Soft mode driven local ferroelectric transition in lead-based relaxors

Abstract

Recently, we have analyzed the complex infrared (IR) and terahertz (THz) response of the relaxor ferroelectric Pb(Mg1/3Nb2/3)O3 (PMN) and suggested a new interpretation of the so-called intermediate temperature T∗ ≈ 400 K, where the split soft phonon mode undergoes incomplete softening. IR-THz reflectivity was fitted using effective medium approximation, which describes the uniaxially anisotropic response of polar nanodomains (PNDs).
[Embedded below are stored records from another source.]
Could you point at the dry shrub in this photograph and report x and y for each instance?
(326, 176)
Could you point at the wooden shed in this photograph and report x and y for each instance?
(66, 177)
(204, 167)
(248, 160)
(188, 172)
It indicated that the response perpendicular to the local polarization undergoes a classical Cochran softening toward T∗ with the extrapolated low-frequency permittivity obeying the Curie-Weiss (CW) law with TC ≈ T∗. In this letter, we report analysis performed in a similar way on the published IR-THz response in closely related relaxor Pb(Mg1/3Ta2/3)O3 and have revealed a similar behavior: The lowest-frequency phonon polarized perpendicularly to the local polarization of PNDs softens below ∼900 K according to the Cochran law and the corresponding low-frequency permittivity obeys the CW law with TC = 340 K ≈ T∗ and Curie constant C = 1.16 × 105 K. This is comparable to similar parameters for PMN, TC = 380 K ≈ T∗ and C = 1.7 × 105 K. This explains the high-temperature CW anomaly in the low-frequency dielectric response of both materials and strongly suggests that both relaxors undergo a local ferroelectric phase transition near T∗ which induces a new polarization component perpendicular to the local random electric field.